A History of Australian Defence and Foreign Policy 1901–23: Volume Two – Australia and World Crisis, 1914 – 1923
Sydney University Press, $80 pb, 551 pp
Tricky business
War aims to achieve essentially political objectives through the use of organised violence. It is a tricky business because the means we try to use – the violence itself and the way we organise and inflict it – exert a powerful fascination which often overshadows the objectives we have set ourselves. We so easily focus on the fighting itself and forget why we are doing it. Afghanistan today shows how the resulting muddle can distort contemporary strategic choices. But it also affects our view of past wars, which matters because past wars so strongly shape the way we see ourselves today. We tell and retell the stories of our soldiers’ heroism and tragedy, but hardly consider what they were fighting to achieve. As a result, we come to see our military history as a series of heroic exploits shorn of strategic purpose, so that war’s violence and sacrifice becomes self-validating; an end in itself. Almost, as Peter Weir suggested, like a sport.
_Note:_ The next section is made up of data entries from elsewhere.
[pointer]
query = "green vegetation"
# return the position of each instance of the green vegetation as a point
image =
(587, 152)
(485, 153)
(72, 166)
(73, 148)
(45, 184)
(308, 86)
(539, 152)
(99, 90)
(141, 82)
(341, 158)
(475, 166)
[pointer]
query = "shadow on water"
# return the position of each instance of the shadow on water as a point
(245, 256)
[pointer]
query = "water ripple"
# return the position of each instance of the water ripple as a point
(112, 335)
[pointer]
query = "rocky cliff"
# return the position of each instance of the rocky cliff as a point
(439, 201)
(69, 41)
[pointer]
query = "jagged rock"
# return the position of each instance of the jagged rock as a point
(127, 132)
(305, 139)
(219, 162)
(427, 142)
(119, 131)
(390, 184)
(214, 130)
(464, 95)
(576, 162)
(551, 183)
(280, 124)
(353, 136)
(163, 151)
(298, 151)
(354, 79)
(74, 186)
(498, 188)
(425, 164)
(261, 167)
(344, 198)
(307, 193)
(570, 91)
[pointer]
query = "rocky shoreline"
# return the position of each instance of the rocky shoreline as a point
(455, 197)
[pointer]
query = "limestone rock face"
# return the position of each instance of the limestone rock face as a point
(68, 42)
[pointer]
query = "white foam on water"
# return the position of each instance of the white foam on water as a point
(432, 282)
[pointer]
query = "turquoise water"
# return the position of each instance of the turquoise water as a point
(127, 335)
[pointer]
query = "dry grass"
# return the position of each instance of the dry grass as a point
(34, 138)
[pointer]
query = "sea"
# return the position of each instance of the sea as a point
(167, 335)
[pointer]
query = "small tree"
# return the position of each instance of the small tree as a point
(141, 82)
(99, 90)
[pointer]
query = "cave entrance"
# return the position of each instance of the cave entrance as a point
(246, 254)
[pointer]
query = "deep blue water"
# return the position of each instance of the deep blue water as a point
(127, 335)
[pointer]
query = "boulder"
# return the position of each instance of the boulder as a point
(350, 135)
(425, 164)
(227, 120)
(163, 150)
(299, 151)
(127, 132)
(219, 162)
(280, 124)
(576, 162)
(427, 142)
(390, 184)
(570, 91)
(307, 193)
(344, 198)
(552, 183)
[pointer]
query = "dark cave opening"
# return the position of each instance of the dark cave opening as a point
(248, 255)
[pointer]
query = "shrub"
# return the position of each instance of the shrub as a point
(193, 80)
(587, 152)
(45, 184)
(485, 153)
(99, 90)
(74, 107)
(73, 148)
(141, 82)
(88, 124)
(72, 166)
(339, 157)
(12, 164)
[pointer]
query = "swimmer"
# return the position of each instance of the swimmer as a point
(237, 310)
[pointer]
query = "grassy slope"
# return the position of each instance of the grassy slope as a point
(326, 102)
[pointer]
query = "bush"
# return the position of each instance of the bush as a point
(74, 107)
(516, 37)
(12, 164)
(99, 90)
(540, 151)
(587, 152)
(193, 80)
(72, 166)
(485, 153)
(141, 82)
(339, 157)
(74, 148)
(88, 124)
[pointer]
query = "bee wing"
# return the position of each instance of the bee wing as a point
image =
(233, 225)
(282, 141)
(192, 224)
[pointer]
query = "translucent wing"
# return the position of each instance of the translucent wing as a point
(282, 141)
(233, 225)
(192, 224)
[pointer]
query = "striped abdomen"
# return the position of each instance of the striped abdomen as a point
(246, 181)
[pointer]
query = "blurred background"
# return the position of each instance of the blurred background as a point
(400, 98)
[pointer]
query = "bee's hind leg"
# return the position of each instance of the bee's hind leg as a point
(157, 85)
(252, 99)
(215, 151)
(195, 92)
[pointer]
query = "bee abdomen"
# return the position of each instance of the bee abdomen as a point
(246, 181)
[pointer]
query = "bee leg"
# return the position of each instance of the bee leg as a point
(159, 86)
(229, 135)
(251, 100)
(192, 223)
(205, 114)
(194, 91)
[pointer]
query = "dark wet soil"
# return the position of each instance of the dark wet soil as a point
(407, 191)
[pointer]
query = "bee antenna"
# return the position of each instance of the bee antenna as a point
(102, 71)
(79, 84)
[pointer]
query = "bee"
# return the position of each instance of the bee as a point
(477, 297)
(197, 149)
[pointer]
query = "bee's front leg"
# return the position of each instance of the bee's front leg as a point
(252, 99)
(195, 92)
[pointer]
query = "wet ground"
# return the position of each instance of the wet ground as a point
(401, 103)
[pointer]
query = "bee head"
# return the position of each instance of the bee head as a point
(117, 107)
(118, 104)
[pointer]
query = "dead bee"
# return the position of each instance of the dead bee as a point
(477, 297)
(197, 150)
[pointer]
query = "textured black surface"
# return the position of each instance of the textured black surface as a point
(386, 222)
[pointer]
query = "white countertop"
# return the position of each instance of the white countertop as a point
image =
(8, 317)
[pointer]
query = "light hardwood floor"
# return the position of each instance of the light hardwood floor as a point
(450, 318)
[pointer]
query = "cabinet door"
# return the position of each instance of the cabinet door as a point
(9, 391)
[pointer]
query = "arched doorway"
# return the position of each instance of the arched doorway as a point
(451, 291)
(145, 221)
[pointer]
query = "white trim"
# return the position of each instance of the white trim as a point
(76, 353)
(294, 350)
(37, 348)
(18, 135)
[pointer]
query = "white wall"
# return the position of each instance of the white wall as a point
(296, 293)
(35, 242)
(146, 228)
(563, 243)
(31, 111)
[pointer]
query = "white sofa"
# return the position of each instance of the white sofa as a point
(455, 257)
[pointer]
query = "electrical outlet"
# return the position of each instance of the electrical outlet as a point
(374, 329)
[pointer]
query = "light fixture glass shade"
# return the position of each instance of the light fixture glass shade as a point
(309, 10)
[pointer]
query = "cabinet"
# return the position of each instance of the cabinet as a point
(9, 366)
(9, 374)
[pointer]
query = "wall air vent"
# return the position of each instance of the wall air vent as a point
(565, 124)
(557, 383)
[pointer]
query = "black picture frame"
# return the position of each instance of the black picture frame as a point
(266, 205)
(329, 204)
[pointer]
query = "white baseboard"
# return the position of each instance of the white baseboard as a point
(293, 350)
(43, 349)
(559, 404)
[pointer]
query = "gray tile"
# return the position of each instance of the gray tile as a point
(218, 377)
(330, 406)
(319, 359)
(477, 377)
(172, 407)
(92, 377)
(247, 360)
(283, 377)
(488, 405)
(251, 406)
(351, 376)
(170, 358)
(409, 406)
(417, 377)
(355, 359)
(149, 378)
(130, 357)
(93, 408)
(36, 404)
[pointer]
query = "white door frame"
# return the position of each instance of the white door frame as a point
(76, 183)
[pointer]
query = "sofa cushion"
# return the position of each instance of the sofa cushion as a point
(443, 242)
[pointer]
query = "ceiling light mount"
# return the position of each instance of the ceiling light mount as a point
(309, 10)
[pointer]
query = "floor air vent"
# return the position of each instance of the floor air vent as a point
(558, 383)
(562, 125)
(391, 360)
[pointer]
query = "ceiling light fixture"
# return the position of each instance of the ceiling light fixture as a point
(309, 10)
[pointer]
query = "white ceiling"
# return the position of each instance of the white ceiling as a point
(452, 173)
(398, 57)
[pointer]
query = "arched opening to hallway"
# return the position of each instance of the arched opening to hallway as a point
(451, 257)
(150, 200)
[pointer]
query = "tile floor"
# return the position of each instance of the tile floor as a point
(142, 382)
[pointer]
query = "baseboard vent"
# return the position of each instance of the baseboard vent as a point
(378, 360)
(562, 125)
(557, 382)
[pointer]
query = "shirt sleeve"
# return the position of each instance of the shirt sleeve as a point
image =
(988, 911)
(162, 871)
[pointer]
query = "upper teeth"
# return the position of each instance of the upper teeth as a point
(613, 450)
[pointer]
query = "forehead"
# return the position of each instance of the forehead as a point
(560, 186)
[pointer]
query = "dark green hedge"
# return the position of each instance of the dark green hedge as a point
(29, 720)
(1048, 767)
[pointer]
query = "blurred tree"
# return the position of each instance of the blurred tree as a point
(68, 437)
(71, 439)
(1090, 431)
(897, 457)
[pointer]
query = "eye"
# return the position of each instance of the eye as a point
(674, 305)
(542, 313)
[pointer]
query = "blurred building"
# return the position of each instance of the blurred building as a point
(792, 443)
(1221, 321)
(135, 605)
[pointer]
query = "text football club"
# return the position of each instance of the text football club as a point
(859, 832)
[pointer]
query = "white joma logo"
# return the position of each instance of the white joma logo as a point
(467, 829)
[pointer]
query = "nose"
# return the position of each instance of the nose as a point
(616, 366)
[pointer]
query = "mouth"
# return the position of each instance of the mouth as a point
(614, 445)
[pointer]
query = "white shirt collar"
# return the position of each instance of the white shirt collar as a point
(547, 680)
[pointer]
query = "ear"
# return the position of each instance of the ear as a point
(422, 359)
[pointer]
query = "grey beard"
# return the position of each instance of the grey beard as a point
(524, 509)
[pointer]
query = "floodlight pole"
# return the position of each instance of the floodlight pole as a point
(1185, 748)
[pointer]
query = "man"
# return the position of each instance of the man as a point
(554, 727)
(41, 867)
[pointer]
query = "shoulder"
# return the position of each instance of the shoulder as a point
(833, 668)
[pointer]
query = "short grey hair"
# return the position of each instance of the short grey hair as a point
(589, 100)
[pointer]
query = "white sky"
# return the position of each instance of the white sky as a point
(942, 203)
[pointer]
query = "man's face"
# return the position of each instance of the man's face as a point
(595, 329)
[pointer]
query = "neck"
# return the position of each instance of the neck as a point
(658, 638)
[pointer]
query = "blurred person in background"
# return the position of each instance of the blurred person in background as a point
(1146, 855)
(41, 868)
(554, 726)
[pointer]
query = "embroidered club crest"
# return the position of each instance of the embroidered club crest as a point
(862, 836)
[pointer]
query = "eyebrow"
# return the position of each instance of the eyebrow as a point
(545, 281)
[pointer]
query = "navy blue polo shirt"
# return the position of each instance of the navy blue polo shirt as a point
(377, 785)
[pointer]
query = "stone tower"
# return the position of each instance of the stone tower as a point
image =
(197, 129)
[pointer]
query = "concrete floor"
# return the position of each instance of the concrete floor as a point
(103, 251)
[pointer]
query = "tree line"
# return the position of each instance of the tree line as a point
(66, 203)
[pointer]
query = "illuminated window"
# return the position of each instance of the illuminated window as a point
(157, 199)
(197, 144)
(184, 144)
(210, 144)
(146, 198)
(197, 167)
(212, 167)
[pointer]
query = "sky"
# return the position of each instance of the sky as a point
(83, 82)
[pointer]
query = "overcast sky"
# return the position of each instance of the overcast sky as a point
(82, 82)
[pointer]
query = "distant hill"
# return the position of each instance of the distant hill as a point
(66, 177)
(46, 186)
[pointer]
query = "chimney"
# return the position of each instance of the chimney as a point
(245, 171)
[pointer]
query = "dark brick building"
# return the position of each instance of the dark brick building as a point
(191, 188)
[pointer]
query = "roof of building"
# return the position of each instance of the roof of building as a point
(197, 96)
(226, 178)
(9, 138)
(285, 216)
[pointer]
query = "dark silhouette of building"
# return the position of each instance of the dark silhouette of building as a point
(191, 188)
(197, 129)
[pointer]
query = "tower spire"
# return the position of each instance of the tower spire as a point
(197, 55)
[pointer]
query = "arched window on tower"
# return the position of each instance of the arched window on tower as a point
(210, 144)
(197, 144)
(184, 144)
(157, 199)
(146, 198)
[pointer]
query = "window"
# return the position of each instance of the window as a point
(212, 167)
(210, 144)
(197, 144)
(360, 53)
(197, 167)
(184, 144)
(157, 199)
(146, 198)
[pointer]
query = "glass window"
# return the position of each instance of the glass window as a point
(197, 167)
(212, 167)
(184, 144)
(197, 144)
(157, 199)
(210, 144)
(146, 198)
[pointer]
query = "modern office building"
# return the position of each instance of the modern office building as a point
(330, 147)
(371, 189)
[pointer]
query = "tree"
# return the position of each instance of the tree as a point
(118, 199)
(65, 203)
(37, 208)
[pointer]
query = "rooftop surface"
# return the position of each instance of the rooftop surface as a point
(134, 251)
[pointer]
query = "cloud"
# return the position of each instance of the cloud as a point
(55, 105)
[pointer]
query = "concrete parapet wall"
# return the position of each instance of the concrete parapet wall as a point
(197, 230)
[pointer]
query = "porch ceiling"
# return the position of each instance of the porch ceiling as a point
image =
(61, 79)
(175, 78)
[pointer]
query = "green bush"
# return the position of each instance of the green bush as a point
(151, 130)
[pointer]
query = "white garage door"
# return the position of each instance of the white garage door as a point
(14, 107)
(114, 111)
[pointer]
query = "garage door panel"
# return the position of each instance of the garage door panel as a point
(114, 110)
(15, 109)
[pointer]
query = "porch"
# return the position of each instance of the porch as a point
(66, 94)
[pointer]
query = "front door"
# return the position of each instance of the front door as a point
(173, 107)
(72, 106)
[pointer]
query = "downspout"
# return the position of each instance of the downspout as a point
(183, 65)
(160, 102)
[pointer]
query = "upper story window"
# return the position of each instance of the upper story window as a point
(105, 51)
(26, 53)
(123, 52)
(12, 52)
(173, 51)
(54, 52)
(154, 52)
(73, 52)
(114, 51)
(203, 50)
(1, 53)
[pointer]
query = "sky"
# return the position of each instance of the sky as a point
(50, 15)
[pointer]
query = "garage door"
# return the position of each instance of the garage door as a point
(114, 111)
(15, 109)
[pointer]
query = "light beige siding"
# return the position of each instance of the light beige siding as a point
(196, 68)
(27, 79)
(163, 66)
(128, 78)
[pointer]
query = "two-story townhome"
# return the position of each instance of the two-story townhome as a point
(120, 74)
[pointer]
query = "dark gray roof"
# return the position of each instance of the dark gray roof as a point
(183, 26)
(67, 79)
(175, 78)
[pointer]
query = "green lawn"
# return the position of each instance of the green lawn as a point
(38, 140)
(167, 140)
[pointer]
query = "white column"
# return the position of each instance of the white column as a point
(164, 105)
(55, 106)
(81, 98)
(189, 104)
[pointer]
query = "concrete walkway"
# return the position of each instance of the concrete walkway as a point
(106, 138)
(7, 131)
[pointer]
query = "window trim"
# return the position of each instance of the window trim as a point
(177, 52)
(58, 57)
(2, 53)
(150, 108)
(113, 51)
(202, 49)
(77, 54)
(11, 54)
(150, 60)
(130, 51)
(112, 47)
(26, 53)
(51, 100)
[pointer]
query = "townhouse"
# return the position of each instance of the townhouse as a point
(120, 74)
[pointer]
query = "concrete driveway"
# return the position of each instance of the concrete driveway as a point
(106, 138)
This is perhaps most true of our biggest war. Take Les Carlyon’s The Great War (2006). It runs to more than 750 pages, but devotes just a single paragraph to explaining the policy purposes for which Australia decided to go to war with Germany, before dismissing them as essentially irrelevant to the stirring stories he retells so vividly. ‘Passions rather than interests led Australia into the Great War,’ Carlyon concludes. This is the generally held view: for four long years, Australia sent fifteen per cent of its entire population to an appalling war for no clear purpose, driven only by misguided imperial loyalty among those at home, and a sense of boyish adventure among those who went.